Awesome

AlphaGPU

Alphazero on GPU thanks to CUDA.jl

This is another implementation of alphazero algorithm, where almost everything happens on the gpu like in https://arxiv.org/abs/2104.03113. The core algorithm is Alphazero modified as explained in https://arxiv.org/abs/2007.12509 The implementation works for Gobang( any size up to 13x13, tested up to 9x9), 4 in a row, reversi 6x6, reversi 8x8 and Hex any size up to 13x13 (tested up to 9x9).

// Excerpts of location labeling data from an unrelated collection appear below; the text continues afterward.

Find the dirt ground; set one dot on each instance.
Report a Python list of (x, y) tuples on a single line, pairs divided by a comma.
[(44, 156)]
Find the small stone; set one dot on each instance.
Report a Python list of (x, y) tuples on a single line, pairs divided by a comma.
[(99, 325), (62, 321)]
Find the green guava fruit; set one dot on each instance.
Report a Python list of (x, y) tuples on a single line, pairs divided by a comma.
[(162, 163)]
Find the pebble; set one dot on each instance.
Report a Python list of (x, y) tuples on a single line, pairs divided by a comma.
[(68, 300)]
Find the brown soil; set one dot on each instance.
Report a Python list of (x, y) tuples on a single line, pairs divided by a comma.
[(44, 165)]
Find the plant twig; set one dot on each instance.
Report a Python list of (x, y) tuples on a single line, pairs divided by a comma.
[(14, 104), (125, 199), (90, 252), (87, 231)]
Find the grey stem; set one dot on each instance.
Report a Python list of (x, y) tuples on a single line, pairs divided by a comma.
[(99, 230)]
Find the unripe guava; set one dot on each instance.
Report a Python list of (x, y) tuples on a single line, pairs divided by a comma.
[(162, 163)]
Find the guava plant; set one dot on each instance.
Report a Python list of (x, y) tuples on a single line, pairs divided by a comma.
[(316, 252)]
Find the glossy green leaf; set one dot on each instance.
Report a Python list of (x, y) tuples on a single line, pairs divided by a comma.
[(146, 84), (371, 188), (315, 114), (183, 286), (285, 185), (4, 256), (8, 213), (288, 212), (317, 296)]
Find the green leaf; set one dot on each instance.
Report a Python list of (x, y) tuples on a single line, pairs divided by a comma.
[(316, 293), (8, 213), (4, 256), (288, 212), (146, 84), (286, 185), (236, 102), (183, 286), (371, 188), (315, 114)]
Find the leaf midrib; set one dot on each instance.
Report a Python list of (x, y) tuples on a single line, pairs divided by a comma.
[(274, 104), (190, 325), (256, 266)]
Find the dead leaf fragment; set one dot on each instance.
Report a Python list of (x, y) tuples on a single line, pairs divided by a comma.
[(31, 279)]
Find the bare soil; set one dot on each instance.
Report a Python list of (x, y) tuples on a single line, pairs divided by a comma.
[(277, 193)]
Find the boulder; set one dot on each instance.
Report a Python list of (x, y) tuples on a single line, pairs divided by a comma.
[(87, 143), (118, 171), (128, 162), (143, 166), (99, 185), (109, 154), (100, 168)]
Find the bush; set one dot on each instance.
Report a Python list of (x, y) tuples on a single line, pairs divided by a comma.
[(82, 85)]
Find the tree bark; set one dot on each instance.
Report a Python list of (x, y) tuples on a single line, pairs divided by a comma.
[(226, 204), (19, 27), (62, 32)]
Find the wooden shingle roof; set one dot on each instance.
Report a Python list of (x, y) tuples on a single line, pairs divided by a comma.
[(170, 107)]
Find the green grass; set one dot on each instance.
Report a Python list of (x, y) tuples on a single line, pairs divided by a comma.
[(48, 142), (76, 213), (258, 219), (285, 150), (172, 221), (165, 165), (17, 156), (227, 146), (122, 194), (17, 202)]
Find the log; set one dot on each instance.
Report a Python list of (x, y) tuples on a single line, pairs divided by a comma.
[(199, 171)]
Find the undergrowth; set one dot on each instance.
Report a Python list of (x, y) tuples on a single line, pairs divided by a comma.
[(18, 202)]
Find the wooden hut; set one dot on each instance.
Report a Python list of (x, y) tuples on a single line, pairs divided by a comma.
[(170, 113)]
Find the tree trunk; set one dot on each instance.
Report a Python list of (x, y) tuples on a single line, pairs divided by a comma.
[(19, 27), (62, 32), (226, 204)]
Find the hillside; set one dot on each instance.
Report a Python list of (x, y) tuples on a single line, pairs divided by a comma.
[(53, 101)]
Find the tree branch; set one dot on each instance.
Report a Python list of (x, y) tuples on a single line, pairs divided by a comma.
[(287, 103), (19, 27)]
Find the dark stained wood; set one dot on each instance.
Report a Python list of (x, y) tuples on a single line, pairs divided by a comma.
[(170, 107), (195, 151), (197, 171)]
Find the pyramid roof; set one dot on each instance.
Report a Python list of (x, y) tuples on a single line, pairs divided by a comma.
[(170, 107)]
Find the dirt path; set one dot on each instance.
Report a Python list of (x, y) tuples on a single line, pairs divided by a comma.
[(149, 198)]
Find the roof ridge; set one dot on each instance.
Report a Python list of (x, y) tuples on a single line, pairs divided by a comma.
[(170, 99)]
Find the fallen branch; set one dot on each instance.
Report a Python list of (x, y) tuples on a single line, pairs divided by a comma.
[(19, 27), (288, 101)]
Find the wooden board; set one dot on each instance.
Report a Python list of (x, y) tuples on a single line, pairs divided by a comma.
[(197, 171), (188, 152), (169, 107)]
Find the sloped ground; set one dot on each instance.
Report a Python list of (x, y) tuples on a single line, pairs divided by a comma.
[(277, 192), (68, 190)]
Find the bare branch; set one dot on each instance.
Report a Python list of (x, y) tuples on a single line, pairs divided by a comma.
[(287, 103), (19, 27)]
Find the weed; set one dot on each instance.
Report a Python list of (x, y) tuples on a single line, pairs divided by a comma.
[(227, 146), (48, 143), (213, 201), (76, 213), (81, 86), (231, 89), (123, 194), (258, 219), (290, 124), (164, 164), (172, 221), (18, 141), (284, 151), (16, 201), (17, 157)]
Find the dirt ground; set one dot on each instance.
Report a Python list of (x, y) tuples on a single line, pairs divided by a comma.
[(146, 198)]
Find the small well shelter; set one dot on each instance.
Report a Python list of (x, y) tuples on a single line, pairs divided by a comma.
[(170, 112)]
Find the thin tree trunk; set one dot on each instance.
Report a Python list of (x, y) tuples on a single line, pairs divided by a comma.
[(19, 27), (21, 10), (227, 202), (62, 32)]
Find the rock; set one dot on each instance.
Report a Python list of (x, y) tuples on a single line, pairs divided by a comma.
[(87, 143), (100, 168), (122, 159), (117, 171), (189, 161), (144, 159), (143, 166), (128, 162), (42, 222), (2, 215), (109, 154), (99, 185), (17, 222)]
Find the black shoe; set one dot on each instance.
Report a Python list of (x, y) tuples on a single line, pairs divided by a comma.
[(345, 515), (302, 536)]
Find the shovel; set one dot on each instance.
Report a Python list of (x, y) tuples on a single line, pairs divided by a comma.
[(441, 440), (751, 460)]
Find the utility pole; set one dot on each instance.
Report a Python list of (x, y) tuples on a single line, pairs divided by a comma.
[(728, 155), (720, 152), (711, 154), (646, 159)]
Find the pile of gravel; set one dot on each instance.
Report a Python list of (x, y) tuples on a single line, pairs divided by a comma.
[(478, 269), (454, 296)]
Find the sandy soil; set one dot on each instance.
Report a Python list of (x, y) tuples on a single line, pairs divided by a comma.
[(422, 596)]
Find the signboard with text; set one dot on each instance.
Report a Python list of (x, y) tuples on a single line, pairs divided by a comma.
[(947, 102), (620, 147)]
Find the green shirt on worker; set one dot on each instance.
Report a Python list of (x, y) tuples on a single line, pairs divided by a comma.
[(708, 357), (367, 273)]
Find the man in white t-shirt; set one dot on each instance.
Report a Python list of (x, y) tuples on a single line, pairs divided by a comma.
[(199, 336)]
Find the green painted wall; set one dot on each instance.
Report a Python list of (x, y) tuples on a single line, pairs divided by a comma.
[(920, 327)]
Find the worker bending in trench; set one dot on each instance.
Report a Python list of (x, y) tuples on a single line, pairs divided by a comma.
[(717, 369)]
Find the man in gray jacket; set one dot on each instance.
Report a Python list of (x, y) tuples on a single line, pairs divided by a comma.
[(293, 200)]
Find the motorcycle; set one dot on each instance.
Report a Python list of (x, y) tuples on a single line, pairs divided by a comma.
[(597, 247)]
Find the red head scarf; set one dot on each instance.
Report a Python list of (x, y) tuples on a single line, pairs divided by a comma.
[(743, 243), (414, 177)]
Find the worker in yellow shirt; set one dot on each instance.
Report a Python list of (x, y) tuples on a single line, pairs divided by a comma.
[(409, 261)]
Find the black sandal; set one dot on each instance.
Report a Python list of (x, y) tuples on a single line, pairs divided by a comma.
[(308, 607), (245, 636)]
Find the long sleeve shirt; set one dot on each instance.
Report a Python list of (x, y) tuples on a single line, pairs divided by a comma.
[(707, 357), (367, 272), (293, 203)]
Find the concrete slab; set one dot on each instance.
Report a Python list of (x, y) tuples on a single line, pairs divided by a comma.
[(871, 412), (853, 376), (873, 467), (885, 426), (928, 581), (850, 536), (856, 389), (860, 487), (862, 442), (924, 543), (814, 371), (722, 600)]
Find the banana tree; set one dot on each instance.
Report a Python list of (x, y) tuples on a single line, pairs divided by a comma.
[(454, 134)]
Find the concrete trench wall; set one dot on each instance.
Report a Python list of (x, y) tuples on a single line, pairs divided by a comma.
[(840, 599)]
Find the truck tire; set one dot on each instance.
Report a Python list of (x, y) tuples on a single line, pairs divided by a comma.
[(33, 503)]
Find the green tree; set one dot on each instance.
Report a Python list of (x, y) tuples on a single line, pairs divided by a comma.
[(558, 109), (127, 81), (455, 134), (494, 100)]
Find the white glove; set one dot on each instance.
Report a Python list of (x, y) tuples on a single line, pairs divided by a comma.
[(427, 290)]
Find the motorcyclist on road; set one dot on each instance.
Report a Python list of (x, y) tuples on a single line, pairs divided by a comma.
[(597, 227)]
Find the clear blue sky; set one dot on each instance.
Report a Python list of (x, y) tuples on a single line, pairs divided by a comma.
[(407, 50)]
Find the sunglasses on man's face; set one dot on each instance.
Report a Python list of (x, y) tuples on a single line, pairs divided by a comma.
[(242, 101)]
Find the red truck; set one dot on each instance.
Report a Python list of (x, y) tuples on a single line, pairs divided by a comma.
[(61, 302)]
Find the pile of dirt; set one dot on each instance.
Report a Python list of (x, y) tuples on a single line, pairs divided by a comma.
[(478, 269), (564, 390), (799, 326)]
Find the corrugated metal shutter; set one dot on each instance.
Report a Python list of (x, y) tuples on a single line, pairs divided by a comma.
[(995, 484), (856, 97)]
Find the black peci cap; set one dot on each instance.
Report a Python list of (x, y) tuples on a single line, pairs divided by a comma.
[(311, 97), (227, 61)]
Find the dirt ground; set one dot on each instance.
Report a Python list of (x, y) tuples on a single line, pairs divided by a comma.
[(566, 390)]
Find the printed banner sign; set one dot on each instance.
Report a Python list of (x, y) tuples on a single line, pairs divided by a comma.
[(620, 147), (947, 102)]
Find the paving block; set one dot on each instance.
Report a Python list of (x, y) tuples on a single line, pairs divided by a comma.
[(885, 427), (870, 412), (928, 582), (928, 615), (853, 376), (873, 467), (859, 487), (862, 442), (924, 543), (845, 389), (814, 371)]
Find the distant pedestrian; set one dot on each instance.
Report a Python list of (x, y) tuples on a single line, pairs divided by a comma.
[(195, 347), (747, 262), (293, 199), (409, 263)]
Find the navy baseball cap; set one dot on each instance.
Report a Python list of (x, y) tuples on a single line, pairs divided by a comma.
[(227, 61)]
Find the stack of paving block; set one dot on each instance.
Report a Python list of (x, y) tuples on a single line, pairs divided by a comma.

It's more an exercice to learn programming CUDA in julia than a serious implementation of alphazero.

Few technical details:

-First clone the repository.

-Right now the code is messy and here just to showcase the possibility of CUDA.jl

-If you want to tweek things you'll have to dig into the code... take a deep breath, I'll be happy to answer any questions( for example right now the size and depth of the network is fixed, but can be manually chnaged in the script mainNameoftheGame.jl, the size is 128 for hidden layers and there are 6 of those, for bigger board than tic tac toe i'll recommand 512x8)

-You can change the board size for Gobang (tested up to 9x9) and Hex , for that edit the file mainGoBang.jl and change N to whatever you want(less than 13) and Nvict (for GoBang only, number of aligned pieces to win). -By default N=Nvict=3 : Tic Tac Toe.

-Once you have selected the size you want you can launch the training (for Hex) with the following commande line:

julia --project --math-mode=fast --check-bounds=no mainHex.jl --cpuct 1.5 --rollout 64 --samples 32768 --generation 50

usage: main4IARow.jl [--samples SAMPLES] [--rollout ROLLOUT] [--generation GENERATION] [--batchsize BATCHSIZE] [--cpuct CPUCT] [--noise NOISE] [-h]

optional arguments: --samples SAMPLES number of selfplay games per generation (type: Int64, default: 32768) --rollout ROLLOUT number of rollouts (type: Int64, default: 64) --generation GENERATION number of generations (type: Int64, default: 100) --batchsize BATCHSIZE batchsize for training (type: Int64, default: 8192) --cpuct CPUCT cpuct (exploration coefficient in cpuct formula) (type: Float32, default: 2.0) --noise NOISE uniform noise at the root, default to 1/maxActions (type: Float32, default: 0.142857) -h, --help show this help message and exit

Depending on the memory of you GPU and the size of the board, you will have to reduce the number of samples. For Tic Tac Toe 20 generations are enough to get a good network. Right now the exploration is too high for Tic Tac Toe, so the training could be faster, but it works well for 9x9.

Results

-Up to 8x8 the network is able to draw Embryo after a few hours of training (4 or 5 I think, probably less with this version)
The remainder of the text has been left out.